I have a 20ft long ladder leaning against a wall. The top of the ladder is sliding down the wall at a rate of 2ft/sec. I want to know the rate of change of the bottom of the ladder when the top of the ladder is 5ft from the floor. Explicitly, I'm looking for the "rate the bottom of the ladder is sliding away from the wall".
So I know a few things:
$$\begin{align} h &= 20ft \\ \frac{dy}{dt} &= 2ft/sec \\ \frac{dx}{dt} &= ? \end{align}$$
Where $h$ is the hypotenuse of the triangle this makes.
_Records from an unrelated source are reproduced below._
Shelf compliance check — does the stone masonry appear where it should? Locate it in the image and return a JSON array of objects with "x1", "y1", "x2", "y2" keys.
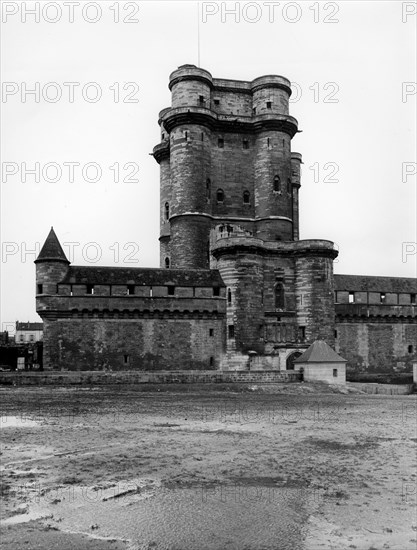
[{"x1": 35, "y1": 65, "x2": 417, "y2": 371}]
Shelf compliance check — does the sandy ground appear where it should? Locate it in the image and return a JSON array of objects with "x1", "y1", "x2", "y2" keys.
[{"x1": 0, "y1": 384, "x2": 417, "y2": 550}]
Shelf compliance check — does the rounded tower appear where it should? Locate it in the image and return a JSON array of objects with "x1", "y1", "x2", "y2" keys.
[
  {"x1": 35, "y1": 227, "x2": 70, "y2": 297},
  {"x1": 154, "y1": 65, "x2": 213, "y2": 269},
  {"x1": 252, "y1": 76, "x2": 297, "y2": 241}
]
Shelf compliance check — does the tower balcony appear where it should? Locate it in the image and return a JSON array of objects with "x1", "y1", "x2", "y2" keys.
[{"x1": 159, "y1": 106, "x2": 298, "y2": 138}]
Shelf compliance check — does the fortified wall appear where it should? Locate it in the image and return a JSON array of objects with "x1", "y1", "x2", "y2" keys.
[{"x1": 35, "y1": 65, "x2": 417, "y2": 371}]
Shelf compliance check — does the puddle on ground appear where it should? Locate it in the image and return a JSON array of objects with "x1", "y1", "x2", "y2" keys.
[
  {"x1": 0, "y1": 416, "x2": 41, "y2": 429},
  {"x1": 15, "y1": 480, "x2": 316, "y2": 550}
]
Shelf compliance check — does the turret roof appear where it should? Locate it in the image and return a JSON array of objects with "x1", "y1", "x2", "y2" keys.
[
  {"x1": 294, "y1": 340, "x2": 346, "y2": 363},
  {"x1": 35, "y1": 227, "x2": 70, "y2": 264}
]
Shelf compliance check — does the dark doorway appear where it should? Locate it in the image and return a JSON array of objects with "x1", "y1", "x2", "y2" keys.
[{"x1": 286, "y1": 351, "x2": 302, "y2": 370}]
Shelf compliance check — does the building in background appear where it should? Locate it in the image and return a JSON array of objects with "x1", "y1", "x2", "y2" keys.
[{"x1": 15, "y1": 321, "x2": 43, "y2": 344}]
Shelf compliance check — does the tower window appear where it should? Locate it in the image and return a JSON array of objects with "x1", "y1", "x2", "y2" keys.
[
  {"x1": 275, "y1": 283, "x2": 285, "y2": 309},
  {"x1": 274, "y1": 176, "x2": 281, "y2": 192}
]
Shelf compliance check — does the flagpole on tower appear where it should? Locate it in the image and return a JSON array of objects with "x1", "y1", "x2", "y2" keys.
[{"x1": 197, "y1": 2, "x2": 200, "y2": 67}]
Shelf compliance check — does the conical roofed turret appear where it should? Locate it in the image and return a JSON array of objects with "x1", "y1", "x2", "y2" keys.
[{"x1": 35, "y1": 227, "x2": 70, "y2": 264}]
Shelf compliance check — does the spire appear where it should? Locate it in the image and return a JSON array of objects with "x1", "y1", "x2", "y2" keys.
[{"x1": 35, "y1": 227, "x2": 70, "y2": 264}]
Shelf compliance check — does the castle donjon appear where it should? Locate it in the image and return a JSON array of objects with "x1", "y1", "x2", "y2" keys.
[{"x1": 35, "y1": 65, "x2": 417, "y2": 372}]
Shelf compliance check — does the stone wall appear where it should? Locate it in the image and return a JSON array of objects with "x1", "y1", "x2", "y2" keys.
[
  {"x1": 0, "y1": 365, "x2": 301, "y2": 386},
  {"x1": 44, "y1": 314, "x2": 225, "y2": 370},
  {"x1": 336, "y1": 318, "x2": 417, "y2": 372}
]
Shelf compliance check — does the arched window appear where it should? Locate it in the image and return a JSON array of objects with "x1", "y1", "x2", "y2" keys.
[
  {"x1": 274, "y1": 283, "x2": 285, "y2": 309},
  {"x1": 274, "y1": 176, "x2": 281, "y2": 195}
]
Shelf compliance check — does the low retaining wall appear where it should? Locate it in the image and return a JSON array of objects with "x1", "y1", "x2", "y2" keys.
[
  {"x1": 0, "y1": 370, "x2": 301, "y2": 386},
  {"x1": 348, "y1": 382, "x2": 414, "y2": 395}
]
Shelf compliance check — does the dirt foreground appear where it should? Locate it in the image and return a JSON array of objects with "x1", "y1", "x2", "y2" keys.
[{"x1": 0, "y1": 384, "x2": 417, "y2": 550}]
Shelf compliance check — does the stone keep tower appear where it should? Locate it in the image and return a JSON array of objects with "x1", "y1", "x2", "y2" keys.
[{"x1": 153, "y1": 65, "x2": 337, "y2": 369}]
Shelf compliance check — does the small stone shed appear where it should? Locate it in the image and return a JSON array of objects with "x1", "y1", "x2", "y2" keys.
[{"x1": 294, "y1": 340, "x2": 347, "y2": 384}]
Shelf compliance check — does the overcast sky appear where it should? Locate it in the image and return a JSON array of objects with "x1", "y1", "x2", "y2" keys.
[{"x1": 1, "y1": 0, "x2": 416, "y2": 330}]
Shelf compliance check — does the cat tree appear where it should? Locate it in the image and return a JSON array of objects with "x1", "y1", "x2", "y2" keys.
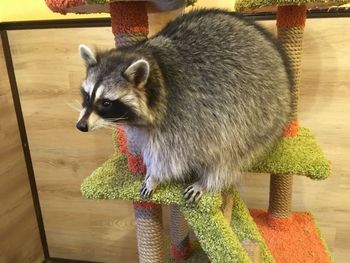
[{"x1": 46, "y1": 0, "x2": 340, "y2": 263}]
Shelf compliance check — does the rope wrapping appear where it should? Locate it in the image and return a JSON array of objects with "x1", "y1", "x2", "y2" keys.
[
  {"x1": 134, "y1": 202, "x2": 165, "y2": 263},
  {"x1": 268, "y1": 5, "x2": 306, "y2": 222},
  {"x1": 269, "y1": 174, "x2": 293, "y2": 218},
  {"x1": 170, "y1": 205, "x2": 191, "y2": 260}
]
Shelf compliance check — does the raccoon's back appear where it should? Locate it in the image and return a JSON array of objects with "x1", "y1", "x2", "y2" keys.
[{"x1": 144, "y1": 10, "x2": 291, "y2": 171}]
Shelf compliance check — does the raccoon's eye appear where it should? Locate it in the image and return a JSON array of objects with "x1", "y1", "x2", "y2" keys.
[{"x1": 102, "y1": 100, "x2": 112, "y2": 108}]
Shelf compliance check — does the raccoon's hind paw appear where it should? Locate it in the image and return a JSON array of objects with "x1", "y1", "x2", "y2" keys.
[
  {"x1": 183, "y1": 182, "x2": 204, "y2": 204},
  {"x1": 140, "y1": 176, "x2": 158, "y2": 199}
]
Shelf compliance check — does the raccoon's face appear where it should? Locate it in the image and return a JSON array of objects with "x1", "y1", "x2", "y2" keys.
[{"x1": 76, "y1": 45, "x2": 150, "y2": 132}]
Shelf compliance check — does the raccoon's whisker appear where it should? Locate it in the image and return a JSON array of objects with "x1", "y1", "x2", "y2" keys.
[
  {"x1": 66, "y1": 101, "x2": 81, "y2": 111},
  {"x1": 105, "y1": 118, "x2": 128, "y2": 122}
]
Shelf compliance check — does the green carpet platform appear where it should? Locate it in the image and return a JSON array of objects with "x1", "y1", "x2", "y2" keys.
[
  {"x1": 81, "y1": 128, "x2": 330, "y2": 262},
  {"x1": 45, "y1": 0, "x2": 335, "y2": 263}
]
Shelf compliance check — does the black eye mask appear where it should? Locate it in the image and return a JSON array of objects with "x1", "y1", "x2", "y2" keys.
[{"x1": 94, "y1": 99, "x2": 136, "y2": 121}]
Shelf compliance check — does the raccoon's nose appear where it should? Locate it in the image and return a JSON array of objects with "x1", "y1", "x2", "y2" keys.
[{"x1": 76, "y1": 121, "x2": 89, "y2": 132}]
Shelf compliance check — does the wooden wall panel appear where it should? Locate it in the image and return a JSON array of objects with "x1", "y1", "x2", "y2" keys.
[
  {"x1": 0, "y1": 38, "x2": 44, "y2": 263},
  {"x1": 9, "y1": 28, "x2": 137, "y2": 262},
  {"x1": 10, "y1": 18, "x2": 350, "y2": 262}
]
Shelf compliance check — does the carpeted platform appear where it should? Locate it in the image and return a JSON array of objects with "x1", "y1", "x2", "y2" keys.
[{"x1": 250, "y1": 209, "x2": 332, "y2": 263}]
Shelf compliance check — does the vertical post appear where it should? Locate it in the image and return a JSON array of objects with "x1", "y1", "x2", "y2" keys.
[
  {"x1": 110, "y1": 1, "x2": 165, "y2": 263},
  {"x1": 170, "y1": 205, "x2": 191, "y2": 261},
  {"x1": 269, "y1": 5, "x2": 306, "y2": 223}
]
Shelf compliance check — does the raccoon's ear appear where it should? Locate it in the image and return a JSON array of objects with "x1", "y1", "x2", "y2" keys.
[
  {"x1": 79, "y1": 45, "x2": 97, "y2": 66},
  {"x1": 124, "y1": 59, "x2": 149, "y2": 86}
]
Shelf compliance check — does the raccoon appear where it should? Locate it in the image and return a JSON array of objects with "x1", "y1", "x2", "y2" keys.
[{"x1": 77, "y1": 9, "x2": 293, "y2": 203}]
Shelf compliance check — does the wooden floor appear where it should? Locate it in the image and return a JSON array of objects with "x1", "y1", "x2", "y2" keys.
[{"x1": 9, "y1": 18, "x2": 350, "y2": 263}]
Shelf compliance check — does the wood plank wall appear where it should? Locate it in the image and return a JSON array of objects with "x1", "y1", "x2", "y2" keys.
[
  {"x1": 0, "y1": 38, "x2": 44, "y2": 263},
  {"x1": 9, "y1": 18, "x2": 350, "y2": 263}
]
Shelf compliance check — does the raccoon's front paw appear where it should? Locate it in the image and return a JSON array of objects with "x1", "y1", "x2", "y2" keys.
[
  {"x1": 183, "y1": 183, "x2": 204, "y2": 204},
  {"x1": 140, "y1": 176, "x2": 158, "y2": 199}
]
I can find $\frac{dx}{dt}$ using Pythagoras' theorem and its derivative:
$$\begin{align} y^2 + x^2 &= 20^2 \\ 2y \frac{dy}{dt} + 2x \frac{dx}{dt} &= 0 \\ y\frac{dy}{dt} + x\frac{dx}{dt} &= 0 \\ y(2) + x\frac{dx}{dt} &= 0 \\ 2y + x\frac{dx}{dt} &= 0 \\ x\frac{dx}{dt} &= -2y \\ \frac{dx}{dt} &= \frac{-2y}{x} \end{align}$$
When $x = 5$, I know:
$$\begin{align} y^2 + 5^2 &= 20^2 \\ y^2 &= 20^2 - 5^2 \\ &= 400 - 25 \\ &= 375 \\ y &= \sqrt{375} \end{align}$$
Combining everything, I get:
$$\begin{align} \frac{dx}{dt} &= \frac{-2(\sqrt{375})}{5} \\ &\approx -7.746 \text{m/s} \end{align}$$
Is there significance to the negative sign to this answer? The software I was tested on marked $7.746 \text{m/s}$ as incorrect as I interpreted as it needing the magnitude (a ladder sliding down would not have the bottom going towards the wall). I believe my arithmetic is correct, so I surmise the issue is the sign.